Yes, your question about reviewing the assumptions/requirements/designs is entirely valid, but the correct answer is "it depends (on your design goal)".
First, to be precise, Google's MR was implemented with reliability as the primary design goal. That disk storage slowed down the persistence was addressed with, e.g., sstables. Next was scalability; while "real-time" speed of results was never an important goal.
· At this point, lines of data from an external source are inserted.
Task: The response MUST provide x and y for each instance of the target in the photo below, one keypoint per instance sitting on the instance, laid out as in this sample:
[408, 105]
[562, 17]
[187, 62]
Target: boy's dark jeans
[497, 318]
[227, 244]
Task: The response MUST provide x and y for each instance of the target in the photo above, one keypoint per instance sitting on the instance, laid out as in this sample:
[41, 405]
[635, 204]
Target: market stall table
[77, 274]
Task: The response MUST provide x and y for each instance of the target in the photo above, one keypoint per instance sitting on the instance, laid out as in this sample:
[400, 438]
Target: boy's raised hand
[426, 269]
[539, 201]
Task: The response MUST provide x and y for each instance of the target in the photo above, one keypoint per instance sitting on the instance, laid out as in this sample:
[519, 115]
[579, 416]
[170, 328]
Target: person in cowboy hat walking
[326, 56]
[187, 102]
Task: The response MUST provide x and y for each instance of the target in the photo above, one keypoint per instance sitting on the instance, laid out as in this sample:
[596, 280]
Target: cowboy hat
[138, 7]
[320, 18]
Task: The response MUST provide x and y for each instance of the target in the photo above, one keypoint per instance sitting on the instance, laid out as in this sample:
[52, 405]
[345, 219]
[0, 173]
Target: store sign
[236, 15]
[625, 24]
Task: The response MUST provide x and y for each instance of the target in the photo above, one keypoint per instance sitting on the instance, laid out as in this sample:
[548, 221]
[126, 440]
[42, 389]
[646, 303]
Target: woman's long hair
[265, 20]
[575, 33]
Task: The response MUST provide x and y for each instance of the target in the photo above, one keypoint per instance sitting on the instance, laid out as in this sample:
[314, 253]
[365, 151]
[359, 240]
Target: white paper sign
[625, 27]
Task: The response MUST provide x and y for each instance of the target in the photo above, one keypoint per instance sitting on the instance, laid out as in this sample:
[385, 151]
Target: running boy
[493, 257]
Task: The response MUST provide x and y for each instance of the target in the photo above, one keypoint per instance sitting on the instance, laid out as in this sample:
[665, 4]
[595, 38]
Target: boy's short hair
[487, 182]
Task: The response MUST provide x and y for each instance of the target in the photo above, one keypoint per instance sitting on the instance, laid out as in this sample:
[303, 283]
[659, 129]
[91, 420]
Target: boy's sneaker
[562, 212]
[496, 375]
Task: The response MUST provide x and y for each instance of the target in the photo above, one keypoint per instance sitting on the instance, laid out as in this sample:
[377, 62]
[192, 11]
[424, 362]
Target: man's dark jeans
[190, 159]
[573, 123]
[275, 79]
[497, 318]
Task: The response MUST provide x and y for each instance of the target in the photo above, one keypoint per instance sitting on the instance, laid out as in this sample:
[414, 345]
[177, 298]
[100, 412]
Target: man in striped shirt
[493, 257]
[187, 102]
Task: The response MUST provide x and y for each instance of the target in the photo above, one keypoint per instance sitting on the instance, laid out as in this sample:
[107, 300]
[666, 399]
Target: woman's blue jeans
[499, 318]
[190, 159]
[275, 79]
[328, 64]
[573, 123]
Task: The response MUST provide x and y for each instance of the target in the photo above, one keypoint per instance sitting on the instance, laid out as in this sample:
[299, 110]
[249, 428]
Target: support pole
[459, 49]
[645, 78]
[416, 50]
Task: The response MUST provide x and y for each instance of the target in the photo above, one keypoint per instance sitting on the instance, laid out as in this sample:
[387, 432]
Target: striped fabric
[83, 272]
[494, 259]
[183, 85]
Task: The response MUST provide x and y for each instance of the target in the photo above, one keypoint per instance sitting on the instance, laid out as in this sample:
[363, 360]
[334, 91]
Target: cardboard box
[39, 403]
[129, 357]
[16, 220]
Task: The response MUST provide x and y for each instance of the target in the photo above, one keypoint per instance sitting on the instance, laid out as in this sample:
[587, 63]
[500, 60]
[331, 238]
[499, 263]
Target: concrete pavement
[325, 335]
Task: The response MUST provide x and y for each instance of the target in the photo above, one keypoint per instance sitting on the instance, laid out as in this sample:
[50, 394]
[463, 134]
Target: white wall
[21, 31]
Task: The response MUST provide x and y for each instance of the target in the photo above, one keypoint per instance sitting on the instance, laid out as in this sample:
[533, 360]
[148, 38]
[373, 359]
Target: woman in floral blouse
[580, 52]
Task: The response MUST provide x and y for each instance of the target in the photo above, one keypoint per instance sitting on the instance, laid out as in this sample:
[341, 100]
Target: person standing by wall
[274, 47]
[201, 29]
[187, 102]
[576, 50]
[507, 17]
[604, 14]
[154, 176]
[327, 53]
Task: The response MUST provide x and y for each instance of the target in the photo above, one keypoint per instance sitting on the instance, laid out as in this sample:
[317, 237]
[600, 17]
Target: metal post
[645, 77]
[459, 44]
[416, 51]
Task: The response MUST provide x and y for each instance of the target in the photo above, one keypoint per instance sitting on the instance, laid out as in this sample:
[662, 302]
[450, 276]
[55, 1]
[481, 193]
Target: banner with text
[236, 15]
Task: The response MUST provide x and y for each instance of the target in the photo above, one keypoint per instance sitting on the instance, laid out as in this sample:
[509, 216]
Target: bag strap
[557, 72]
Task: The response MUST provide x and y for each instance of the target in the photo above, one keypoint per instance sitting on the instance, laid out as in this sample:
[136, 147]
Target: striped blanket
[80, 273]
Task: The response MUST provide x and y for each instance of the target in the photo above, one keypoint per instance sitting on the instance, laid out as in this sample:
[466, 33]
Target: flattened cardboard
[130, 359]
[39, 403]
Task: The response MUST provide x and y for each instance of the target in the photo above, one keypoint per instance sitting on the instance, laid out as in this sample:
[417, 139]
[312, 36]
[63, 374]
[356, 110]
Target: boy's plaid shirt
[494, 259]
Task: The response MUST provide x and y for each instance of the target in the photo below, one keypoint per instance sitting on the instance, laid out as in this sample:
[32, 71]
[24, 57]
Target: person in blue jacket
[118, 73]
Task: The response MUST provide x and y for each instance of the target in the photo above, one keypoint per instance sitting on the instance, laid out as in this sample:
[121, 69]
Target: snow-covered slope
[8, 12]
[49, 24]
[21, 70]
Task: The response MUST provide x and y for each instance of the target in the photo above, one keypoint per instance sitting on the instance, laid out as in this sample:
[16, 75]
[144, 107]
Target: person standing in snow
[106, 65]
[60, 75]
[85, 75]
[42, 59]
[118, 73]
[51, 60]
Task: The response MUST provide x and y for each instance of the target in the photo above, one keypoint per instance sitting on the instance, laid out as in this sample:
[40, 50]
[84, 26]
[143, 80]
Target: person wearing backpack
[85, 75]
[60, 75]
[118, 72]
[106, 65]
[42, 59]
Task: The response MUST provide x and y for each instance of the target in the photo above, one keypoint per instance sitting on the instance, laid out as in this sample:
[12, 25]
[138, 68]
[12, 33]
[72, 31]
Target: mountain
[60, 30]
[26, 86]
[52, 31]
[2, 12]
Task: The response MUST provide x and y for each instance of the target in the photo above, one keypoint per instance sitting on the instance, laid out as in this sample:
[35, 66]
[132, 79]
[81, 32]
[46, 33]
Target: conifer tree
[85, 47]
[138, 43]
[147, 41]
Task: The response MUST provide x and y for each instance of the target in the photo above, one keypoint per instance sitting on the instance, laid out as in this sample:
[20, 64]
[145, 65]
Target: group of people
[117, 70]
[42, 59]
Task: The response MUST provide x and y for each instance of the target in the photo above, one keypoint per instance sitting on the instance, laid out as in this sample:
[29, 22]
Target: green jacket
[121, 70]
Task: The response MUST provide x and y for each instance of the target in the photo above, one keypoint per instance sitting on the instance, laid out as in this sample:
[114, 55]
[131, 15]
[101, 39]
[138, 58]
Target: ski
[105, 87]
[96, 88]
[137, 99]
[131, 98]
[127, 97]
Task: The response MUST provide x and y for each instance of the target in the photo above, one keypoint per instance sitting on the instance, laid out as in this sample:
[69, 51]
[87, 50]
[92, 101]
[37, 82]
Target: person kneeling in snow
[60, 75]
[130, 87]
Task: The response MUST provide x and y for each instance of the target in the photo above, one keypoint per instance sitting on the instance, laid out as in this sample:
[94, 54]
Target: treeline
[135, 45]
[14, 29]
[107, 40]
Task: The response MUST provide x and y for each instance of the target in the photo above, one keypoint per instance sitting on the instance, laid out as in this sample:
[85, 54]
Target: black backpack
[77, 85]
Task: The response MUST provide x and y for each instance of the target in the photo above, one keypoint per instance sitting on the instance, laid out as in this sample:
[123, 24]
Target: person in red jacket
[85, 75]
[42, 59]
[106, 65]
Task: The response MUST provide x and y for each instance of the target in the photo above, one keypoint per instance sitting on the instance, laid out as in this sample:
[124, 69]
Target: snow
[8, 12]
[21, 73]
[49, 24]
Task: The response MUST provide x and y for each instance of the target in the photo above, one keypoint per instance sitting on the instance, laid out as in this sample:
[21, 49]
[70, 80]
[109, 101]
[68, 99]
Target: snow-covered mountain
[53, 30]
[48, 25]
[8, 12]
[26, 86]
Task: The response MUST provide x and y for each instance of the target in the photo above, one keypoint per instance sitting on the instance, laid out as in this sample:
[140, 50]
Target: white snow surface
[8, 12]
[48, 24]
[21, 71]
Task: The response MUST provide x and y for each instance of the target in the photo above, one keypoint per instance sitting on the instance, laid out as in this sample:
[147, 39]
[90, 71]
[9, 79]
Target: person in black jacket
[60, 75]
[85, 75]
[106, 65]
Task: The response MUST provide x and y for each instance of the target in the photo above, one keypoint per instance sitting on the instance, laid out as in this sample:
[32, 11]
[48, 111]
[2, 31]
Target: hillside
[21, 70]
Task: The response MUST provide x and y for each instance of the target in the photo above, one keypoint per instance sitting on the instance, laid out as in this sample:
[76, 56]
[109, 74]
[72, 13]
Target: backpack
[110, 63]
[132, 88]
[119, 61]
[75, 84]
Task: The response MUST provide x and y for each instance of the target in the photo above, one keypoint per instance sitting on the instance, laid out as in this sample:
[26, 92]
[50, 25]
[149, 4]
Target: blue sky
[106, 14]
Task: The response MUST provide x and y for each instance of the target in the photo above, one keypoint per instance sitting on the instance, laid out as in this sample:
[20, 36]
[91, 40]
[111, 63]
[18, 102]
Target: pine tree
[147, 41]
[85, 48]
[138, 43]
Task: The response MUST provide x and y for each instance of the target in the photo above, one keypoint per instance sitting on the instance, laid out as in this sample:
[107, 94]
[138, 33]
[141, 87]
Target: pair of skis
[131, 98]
Once you start dividing a job up into small chunks (partitions), it becomes possible to have an execution graph where these chunks are executed asynchronously, e.g., if you have 1000 chunks to be processed by 10 executors (more "partitions" than available "mappers" or "reducers"). When this happens, the intermediate results from the first 10, 20, 30, etc. need to be saved somewhere so that they can be properly combined in the next phase. If any partition processing should fail, it is simply "replayed" at the partition level. So whether your persistence is disk-based or memory-based, these graphs are going to have synchronous blocks, or "distinct phases" as you point out. This is the classic bulk-synchronous parallel model.
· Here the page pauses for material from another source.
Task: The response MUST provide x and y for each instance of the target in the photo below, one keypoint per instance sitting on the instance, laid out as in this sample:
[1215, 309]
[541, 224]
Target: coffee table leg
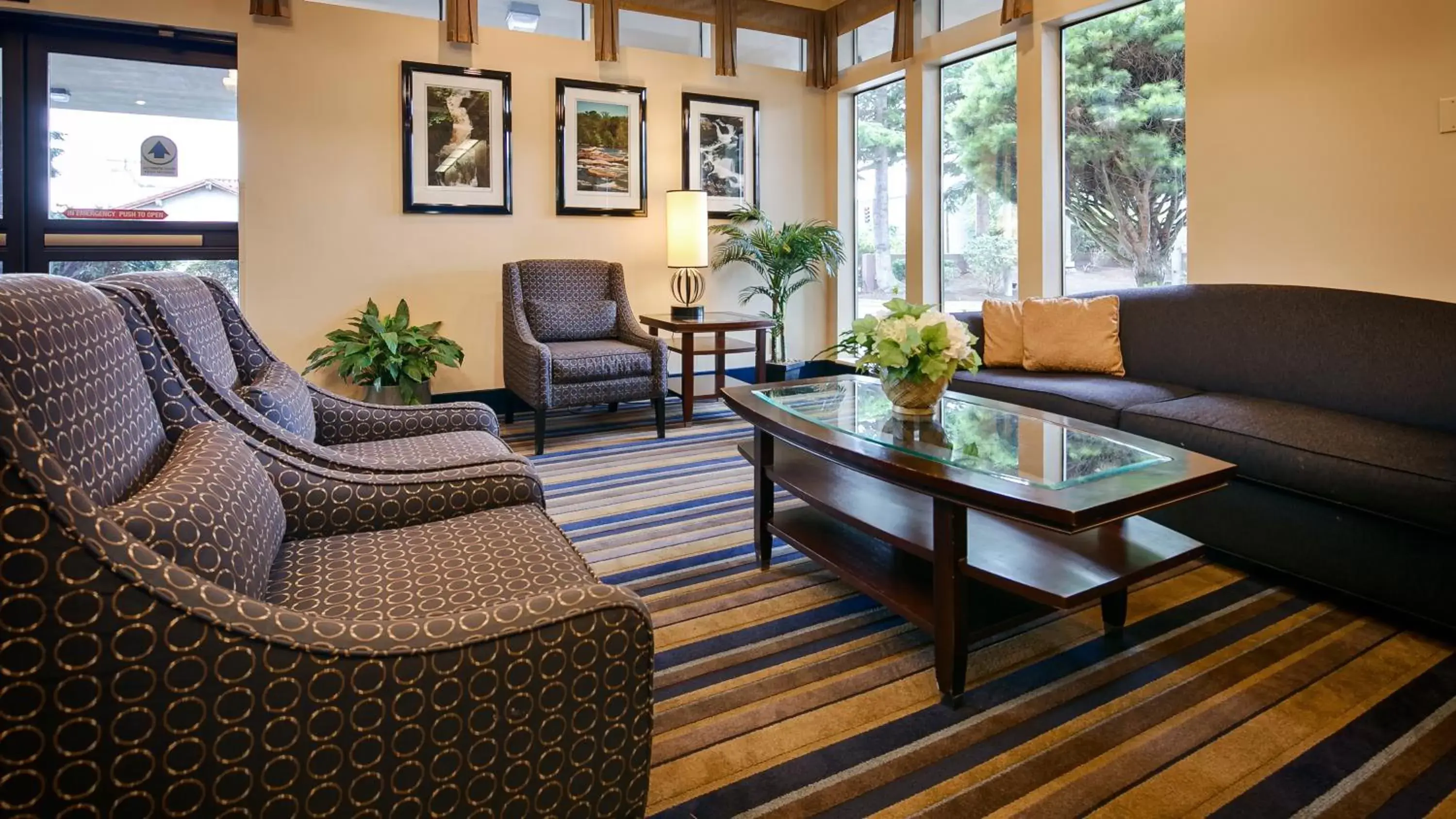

If on the other hand you have an execution graph where you can fit the entire problem (data set) simultaneously within your computing resources, and speed is far more important than reliability (e.g., sub-second-latency SQL queries that would just be retried in its entirety if failed halfway), then it can make sense to avoid these synchronization barriers altogether and have the entire graph proceed asynchronously, as fast as possible without waiting. This is more like the MPI model, and you might have "mappers" push their results to "reducers" memory-to-memory without waiting for some common sync or spilling to any disk-based persistence. The disadvantage is you lose a lot of the reliability guarantees; in general it's harder to reason out the system state; for any given amount of resources you'd face more frequent back pressure on, e.g., memory, as the data pipes through the execution graph and parts are ready/not ready to release resources. But all this could be worth it when speed is the primary goal. Indeed this is the design choice of Cloudera's Impala.
To sum up, I for one am very interested in having such a mode in Spark, i.e., where I'm willing to give up some/all resiliency guarantees in exchange for speed.